If I were you, I would work on either setting an exclusive right price out right or doing it by a "Make An Offer" status. You decrease the value of your beat like that. No serious artist who gets on Tidal and Spotify and stuff wants a beat that has been leased around and passed off a million times. Also, exclusive rights are the big sales, and that's what all real serious artists will want. When you are just selling an MP3 or a WAV, most artists feel they don't need to pay for it because there is already someone else just as good or maybe even better offering the same thing for free. When I was in patchwerk, or blue room or pad room or epic studios or darp studios or hotbeats, I found that most artists I was engineering for already had an entire folder of WAV/MP3 beats already in their email. In fact, I recently just moved from Atlanta 3 months ago to new york to move back home with my parents and go back to school. When you lease beats for $20 a pop or something, most artists themselves admit they don't buy beats. In my personal opinion and from experience, leasing beats tends to decrease the value of the beats.

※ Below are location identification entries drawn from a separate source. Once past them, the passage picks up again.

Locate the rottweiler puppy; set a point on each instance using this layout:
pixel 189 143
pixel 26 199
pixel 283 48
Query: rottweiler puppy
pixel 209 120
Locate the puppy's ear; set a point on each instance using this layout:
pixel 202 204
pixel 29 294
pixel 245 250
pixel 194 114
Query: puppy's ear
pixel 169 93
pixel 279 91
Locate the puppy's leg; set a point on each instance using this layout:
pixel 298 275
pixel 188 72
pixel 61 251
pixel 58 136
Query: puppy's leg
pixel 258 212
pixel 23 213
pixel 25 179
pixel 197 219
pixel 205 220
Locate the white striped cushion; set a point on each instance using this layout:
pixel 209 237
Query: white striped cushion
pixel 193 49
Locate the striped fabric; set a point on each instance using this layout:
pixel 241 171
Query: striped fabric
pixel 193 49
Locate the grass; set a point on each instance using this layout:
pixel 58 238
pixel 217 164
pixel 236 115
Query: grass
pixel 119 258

But here is what I plan on doing with my new beats which is what you should try. They sound WAY better than the first wave of beats that I uploaded when I first started composing from scratch. Now I have a whole beats folder with over 50+ beats that I need to have mixed and mastered and upload to my site.
But now that I am sample free and compose I uploaded a few beats on my site that were more trap/modern sounding and avoiding sampling however I had to step up my knowledge of music theory. What's going on bro! So let me give you some insight on my point of view because I am completely revamping my whole website as we speak.īasically I was sample based before and switch to raw composition because I had alot of difficulty selling exclusive rights including samples because arguably the artist has to pay for the beat twice which is a bit of a turn off in terms of business.